A Medicina que o diga, sábia ciência,

Através dela os crentes observam com espanto,

Que a fisiologia age sem divina interferência.

O tempo, humanísticamente criado,

Serve aos propósitos produtivos,

Trazendo a nós o sentido ocultado,

A morte se findará sob tutela deste observador passivo.

E os sentimentos de afeto, o amor romanceado,

Efemeridades de uma natureza híbrida,

Se tornam um dia anátema diante dos fatos,

Nem por isso vivo de forma frígida.

Alimentando-me, o destino das coisas eu percebo,

Ciclo de transformação material,

Além das doenças de que um dia feneço,

Sei que meu dever é transcendental.

A História demonstra um pouco do que fomos,

Somos e o passado serve-nos como herança,

Compreensão por gênese do que nos tornamos,

Inspiração que um dia seremos, enquanto lembrança.

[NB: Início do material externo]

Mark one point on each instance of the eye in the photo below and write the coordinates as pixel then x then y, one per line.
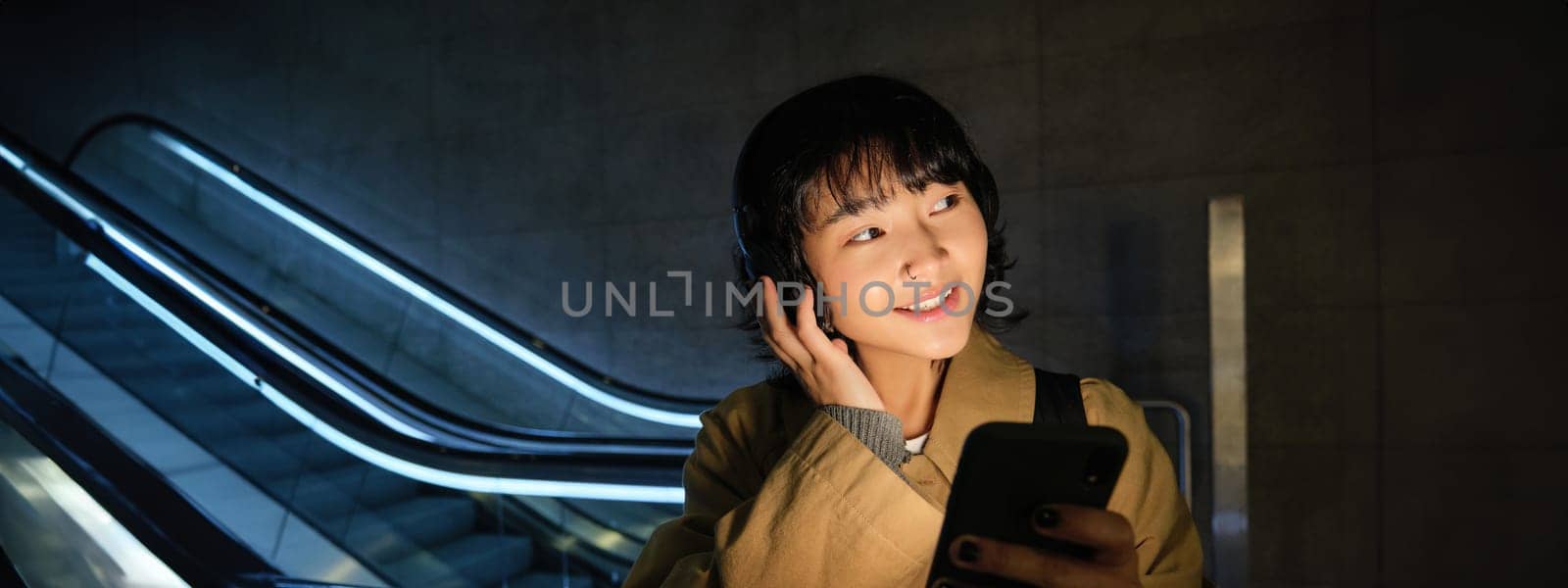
pixel 954 201
pixel 857 237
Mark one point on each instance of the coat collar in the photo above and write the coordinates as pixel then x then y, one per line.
pixel 984 383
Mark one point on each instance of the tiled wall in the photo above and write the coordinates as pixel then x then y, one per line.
pixel 1402 167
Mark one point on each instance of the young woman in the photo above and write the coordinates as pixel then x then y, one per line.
pixel 835 470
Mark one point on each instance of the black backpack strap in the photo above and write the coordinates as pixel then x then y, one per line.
pixel 1057 399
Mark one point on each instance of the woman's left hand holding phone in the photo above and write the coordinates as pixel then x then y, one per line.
pixel 1112 561
pixel 823 368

A espécie resiste, transforma, Darwin percebeu,

Utilizaram a teoria como preconceito para dominação,

Mas há tempos travamos guerras, mesmo sem Ares como deus,

Destruímos a nós mesmos por política, economia, diversão.

Sexo então nem se fala,

Esse é o sentido do pecado religioso,

Disseram ser concupiscência,

Mas queriam domínio do corpo.

Crianças possuem a inocência,

Menos corrompidas talvez Rousseau dissesse,

Piaget clamaria etapas de consciência,

Creio em algo menos complexo, a criança simplesmente cresce!

Os livros apesar da mente fluir,

Me prendem por ser objeto palpável,

Sei que lendo as idéias irão fluir,

Desejando paro a leitura, por sentido inefável.

Posso me entorpecer, descumprir leis,

Nossa condenação é ser livre, disse Sartre,

Que me importa se algum deus fez,

Vivo despindo-me de desculpas como disfarce.

Comecei esta cadeia de pensamentos,

Já voltei a concentrar em meus afazeres,

Na próxima porta peço meu marmitex, R$5,00, talvez menos,

Daqui a pouco a comida será o maior dos prazeres.

Deitado faço a digestão sem pressa,

Tento me recordar do que pensei,

Continuo vivendo, isso que interessa,

O que é, foi, será, sem dúvida, não sei.